Pakistan's election commission postponed polls due in June for two months Monday, drawing protests from the country's governing parties, whose leaders were eyeing runs for parliament.
The commission said it was responding to a cluttered legislative calendar and security concerns. A spokesman for President Pervez Musharraf rejected a claim that he was behind the delay.
Anti-Musharraf parties swept the general elections in February, and the coalition government has begun a drive to reduce the former military strongman to little more than a figurehead.
But voting in some areas was voided or delayed because of problems including irregularities, security threats and the deaths of candidates, including ex-Prime Minister Benazir Bhutto. The commission previously rescheduled balloting in those areas for June 18 to fill vacant federal and provincial assembly seats.
Asif Ali Zardari, who is Bhutto's widower and political successor, has said he may stand for the seat in southern Sindh province that Bhutto had hoped to contest. Aides of former Prime Minister Nawaz Sharif, Zardari's main partner in the coalition, have said he too was interested in running for a National Assembly seat.
However, the election commission has decided to delay the elections until Aug. 18, secretary Kanwar Dilshad said Monday. He cited worries about security, especially in Pakistan's northwest, and the fact that lawmakers were preparing to debate the next year's budget.
Zardari condemned the delay as unconstitutional and demanded to know the "real reasons" behind it.
Zardari was to meet Prime Minister Syed Yousuf Raza Gilani later Monday to discuss his "serious reservations," a party statement said.
"Even if the law and order situation was bad in any particular locality, it provided no justification to postpone by-elections throughout the country," he said.

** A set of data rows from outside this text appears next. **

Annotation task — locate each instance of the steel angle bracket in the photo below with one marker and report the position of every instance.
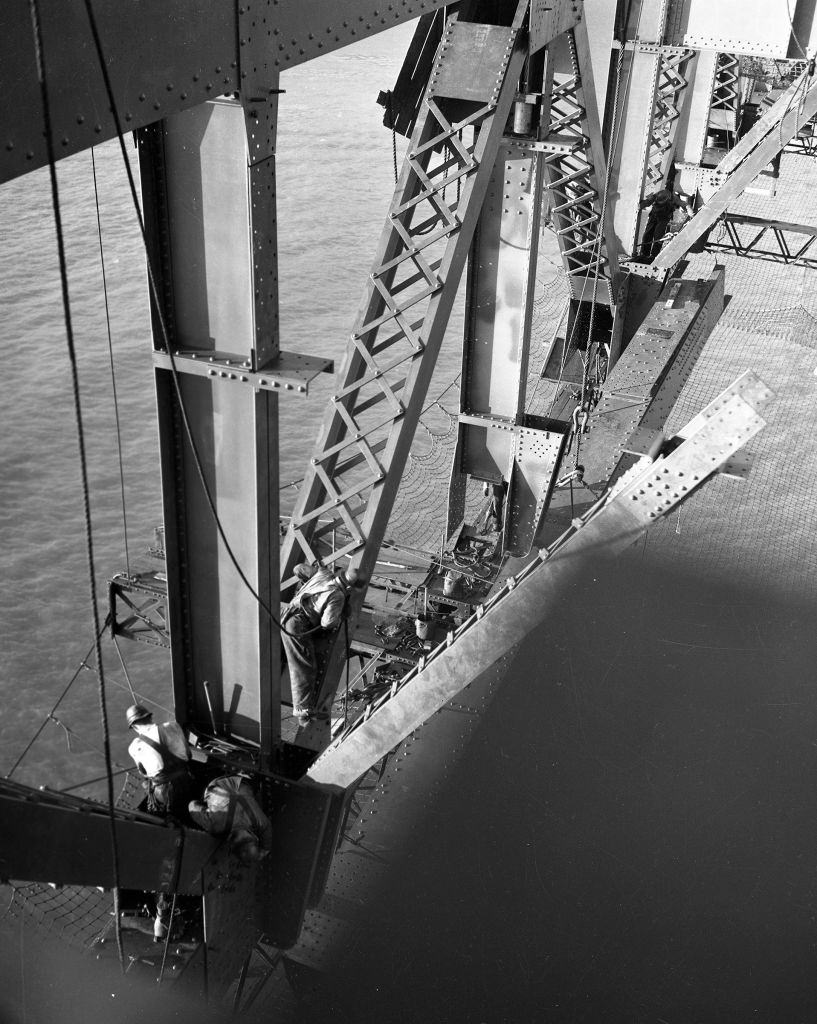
(536, 458)
(648, 492)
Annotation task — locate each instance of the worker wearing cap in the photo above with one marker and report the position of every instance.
(661, 206)
(229, 808)
(317, 609)
(163, 757)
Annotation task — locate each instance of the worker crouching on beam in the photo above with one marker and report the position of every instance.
(316, 610)
(229, 808)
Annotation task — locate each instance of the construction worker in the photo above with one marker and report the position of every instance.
(229, 808)
(662, 206)
(163, 757)
(316, 610)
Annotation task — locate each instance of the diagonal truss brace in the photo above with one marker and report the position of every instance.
(739, 168)
(575, 172)
(648, 492)
(360, 454)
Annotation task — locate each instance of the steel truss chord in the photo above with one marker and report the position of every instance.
(725, 109)
(650, 491)
(672, 82)
(776, 241)
(575, 174)
(368, 430)
(390, 357)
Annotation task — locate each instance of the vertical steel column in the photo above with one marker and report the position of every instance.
(575, 171)
(209, 193)
(648, 105)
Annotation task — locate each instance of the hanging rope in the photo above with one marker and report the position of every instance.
(41, 75)
(164, 331)
(393, 135)
(113, 372)
(83, 665)
(122, 663)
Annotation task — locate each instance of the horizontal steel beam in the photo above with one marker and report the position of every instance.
(163, 56)
(739, 168)
(649, 492)
(63, 840)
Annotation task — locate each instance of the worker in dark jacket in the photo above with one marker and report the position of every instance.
(163, 757)
(661, 206)
(316, 610)
(229, 808)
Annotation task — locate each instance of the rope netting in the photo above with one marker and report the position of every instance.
(76, 914)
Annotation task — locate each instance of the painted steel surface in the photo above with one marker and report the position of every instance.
(216, 279)
(641, 498)
(644, 384)
(500, 300)
(163, 56)
(740, 166)
(754, 27)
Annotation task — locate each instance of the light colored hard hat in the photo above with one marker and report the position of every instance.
(136, 713)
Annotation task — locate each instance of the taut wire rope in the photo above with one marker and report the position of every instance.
(163, 327)
(41, 75)
(113, 371)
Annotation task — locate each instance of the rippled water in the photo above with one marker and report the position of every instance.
(335, 181)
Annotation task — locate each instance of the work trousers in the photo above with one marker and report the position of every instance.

Sadiqul Farooq, a leader of Sharif's party, said the explanation was "strange and unbelievable" because security had improved since February's polls. Militants and security forces have been observing an unofficial cease-fire while the government tries to negotiate peace deals along the Afghan frontier.
Farooq also said Sharif was no longer interested in running for a seat. He provided no explanation. However, he accused Musharraf of trying to sabotage plans for Sharif's brother, Shahbaz, to contest a seat in the Punjab provincial assembly.
While technically an independent body, the election commission is staffed by presidential nominees. European Union observers recently criticized it for a lack of transparency.